2025: I think another notable one for me was later in my career when I was working in Rev/Glacier, there was a fellow had fallen into a crevasse. He was on the outskirts of Kluane National Park and he was a sledder. He was outside the park but none the less, the expertise initially came from the park. The person unfortunately hadn’t survived but his family really wanted to recover his body and insisted that Parks or somebody try to get this fellow out. But it was not without risk because there was a lot of objective hazard, overhead hazard, it was in the middle of an icefall so it was very dangerous. A local Public Safety Specialist in Kluane did go and do an assessment and felt that the risk was too great for somebody who was deceased. About a week later a mountain guide had fallen into a crevasse in an area near Atlin, British Columbia, a few hundred kilometers away but still kind of in the same neck of the woods, unfortunately also deceased, so now we had two people whose families wanted to have them recovered. In both cases, families were willing to ask less trained people to go and get there loved ones. So in the end, we got a special team from the Mountain Parks to respond, Max Darrah from Jasper, Brian Webster from Banff, Chris Gooliaff from Lake Louise and myself from Revelstoke/Glacier went up north. We flew in an RCMP plane from Springbank Airport to Haines Junction, then got into a helicopter and flew to Atlin and did a significant rescue in very poor conditions, poor weather, poor visibility, flat light, late at night, lots of overhead hazard but we managed to do it and we got the guide out of the crevasse. Spent the night in Atlin and then the next day, we flew in a helicopter overland to the outskirts of Kluane National Park, and managed remotely to get the other person out of the crevasse, flew back to Haines Junction and then flew home. That was over four days. It was pretty big. It was in 2011. I have lots of stories, it’s hard to pick one over another.

Quinzee
2550: One notable one, again, early days in Jasper and myself and Steve Blake had just successfully finished our assistant guides exam. I was living at Sunwapta at the time and I hadn’t even had a shower. I’d been on this course for almost two weeks and the last week was up the Robson area, camping, and I had just got home, found out I’d been successful which was great, nice to know. I was just about to hop into the shower when I got the phone call that there was somebody in a crevasse (again) on the Columbia icefields. Steve was in the same boat. He may have had a shower or not, I don’t know but all of a sudden, the two of us were going to be the first team inserted to try and extract this woman who had fallen into a crevasse right underneath Snow Dome.
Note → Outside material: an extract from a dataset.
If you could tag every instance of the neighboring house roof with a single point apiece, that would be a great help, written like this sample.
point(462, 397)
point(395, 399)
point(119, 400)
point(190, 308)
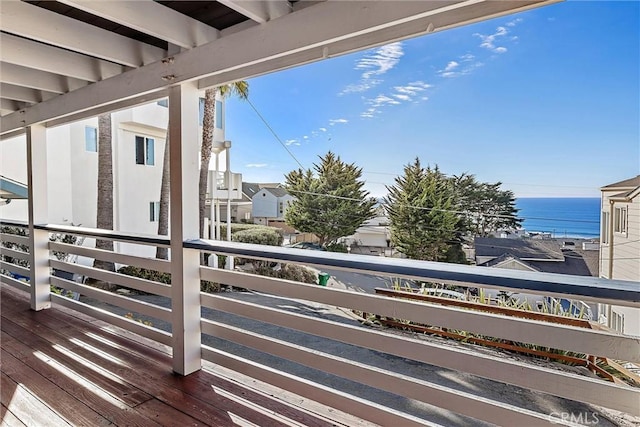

So for context, if you are ever going up to the Columbia Icefields via the Athabasca Glacier, there is one spot that you do not what to spend any time and that’s underneath the icefall on Snow Dome. So what people typically do is once they reach that hazard zone, they move as quickly as possible to get past it. Once past it, you can take your time again. I’ve been up and down that glacier many, many times and that is the rule of thumb. Preamble to this rescue, is there had been a team of 4 people who had gone to climb Mt. Columbia and they had gotten up onto the icefield and had gotten snowed in for several days and they were on their way out. But they were not particularly skilled skiers and back in those days, most people were on old telemark gear (not alpine touring gear) and big heavy overnight packs. They started skiing down the headwall, roped up, as you would, because there are lots of crevasses in the area, but it was extremely challenging and they kept falling and if one person fell, then everybody fell. The rope would come tight, pull all of them over so finally one person had had enough and untied from the rope. As everybody got more frustrated, they untied from the rope until finally, there was only one person skiing down attached to the rope, and everyone else was just skiing down. When they got past the Snow Dome icefall, they convened and they were missing somebody. When they backtracked, it was hard to follow their tracks as the wind blew them in, but the person actually had a whistle and one person had strayed a little further and fell 50 feet down a crevasse, landing face down on a snow bridge with her pack on top of her, but at least they’d found her.